Collision Avoidance using Iterative Dynamic and Nonlinear Programming with Adaptive Grid Refinements
Rebecca Richter, Alberto De Marchi, Matthias Gerdts
TL;DR
The paper tackles collision-avoidant trajectory planning for high-dimensional dynamical systems with obstacles by marrying dynamic programming on a low-dimensional representation with nonlinear programming in the full space, augmented by adaptive state-space grid refinement. The approach uses a penalty term $\rho \mathcal{P}(w)$ and a terminal/feasibility term $\mathcal{M}(w(\tau_f))$ within a DP framework linked to the high-dimensional space via the mapping $\Omega$. A key contribution is replacing penalty-based adaptation with adaptive grid refinement, leveraging cube-based grids from $\text{richter2023adaptive}$ to capture narrow passages efficiently and improve convergence. Numerical results on a space-manipulator demonstrate higher success rates and robustness compared to fixed-grid IDNP and a full discretization, with substantial reductions in memory and compute time.

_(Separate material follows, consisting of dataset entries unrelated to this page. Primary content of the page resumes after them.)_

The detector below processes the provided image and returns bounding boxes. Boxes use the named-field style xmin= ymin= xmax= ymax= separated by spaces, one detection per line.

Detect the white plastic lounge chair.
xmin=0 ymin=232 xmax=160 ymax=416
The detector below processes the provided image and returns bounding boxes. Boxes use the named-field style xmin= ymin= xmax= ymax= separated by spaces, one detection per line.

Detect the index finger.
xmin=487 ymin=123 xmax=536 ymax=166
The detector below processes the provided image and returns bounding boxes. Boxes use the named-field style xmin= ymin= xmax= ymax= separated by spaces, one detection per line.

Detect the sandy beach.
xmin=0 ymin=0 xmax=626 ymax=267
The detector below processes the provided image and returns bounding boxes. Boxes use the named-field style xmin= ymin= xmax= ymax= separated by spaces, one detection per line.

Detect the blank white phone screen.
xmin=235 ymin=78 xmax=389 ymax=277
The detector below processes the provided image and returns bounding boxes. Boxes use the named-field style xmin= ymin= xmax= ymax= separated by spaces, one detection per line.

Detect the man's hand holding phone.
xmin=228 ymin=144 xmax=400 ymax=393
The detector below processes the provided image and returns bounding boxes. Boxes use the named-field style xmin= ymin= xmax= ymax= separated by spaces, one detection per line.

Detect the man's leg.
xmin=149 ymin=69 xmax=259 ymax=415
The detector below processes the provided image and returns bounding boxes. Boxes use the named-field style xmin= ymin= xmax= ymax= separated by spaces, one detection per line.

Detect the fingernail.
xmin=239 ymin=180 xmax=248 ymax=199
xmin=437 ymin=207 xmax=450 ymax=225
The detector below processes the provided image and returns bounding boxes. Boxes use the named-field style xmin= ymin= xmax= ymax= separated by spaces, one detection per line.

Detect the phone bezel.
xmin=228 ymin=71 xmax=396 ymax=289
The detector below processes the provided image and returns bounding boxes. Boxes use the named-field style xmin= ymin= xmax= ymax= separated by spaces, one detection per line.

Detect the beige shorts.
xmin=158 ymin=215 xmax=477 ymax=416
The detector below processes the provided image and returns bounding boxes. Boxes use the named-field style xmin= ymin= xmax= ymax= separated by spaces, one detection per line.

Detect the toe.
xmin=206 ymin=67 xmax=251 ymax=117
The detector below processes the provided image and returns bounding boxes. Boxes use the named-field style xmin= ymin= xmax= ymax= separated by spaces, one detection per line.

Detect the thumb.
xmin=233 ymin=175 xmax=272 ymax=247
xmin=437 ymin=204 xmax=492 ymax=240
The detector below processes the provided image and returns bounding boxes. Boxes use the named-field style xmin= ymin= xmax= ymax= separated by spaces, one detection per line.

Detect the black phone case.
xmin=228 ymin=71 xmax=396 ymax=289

Overall, the method offers a scalable, robust framework for complex obstacle-avoidant planning where global feasibility and high-dimensional dynamics must be reconciled.
Abstract
Nonlinear optimal control problems for trajectory planning with obstacle avoidance present several challenges. While general-purpose optimizers and dynamic programming methods struggle when adopted separately, their combination enabled by a penalty approach is capable of handling highly nonlinear systems while overcoming the curse of dimensionality. Nevertheless, using dynamic programming with a fixed state space discretization limits the set of reachable solutions, hindering convergence or requiring enormous memory resources for uniformly spaced grids. In this work we solve this issue by incorporating an adaptive refinement of the state space grid, splitting cells where needed to better capture the problem structure while requiring less discretization points overall. Numerical results on a space manipulator demonstrate the improved robustness and efficiency of the combined method with respect to the single components.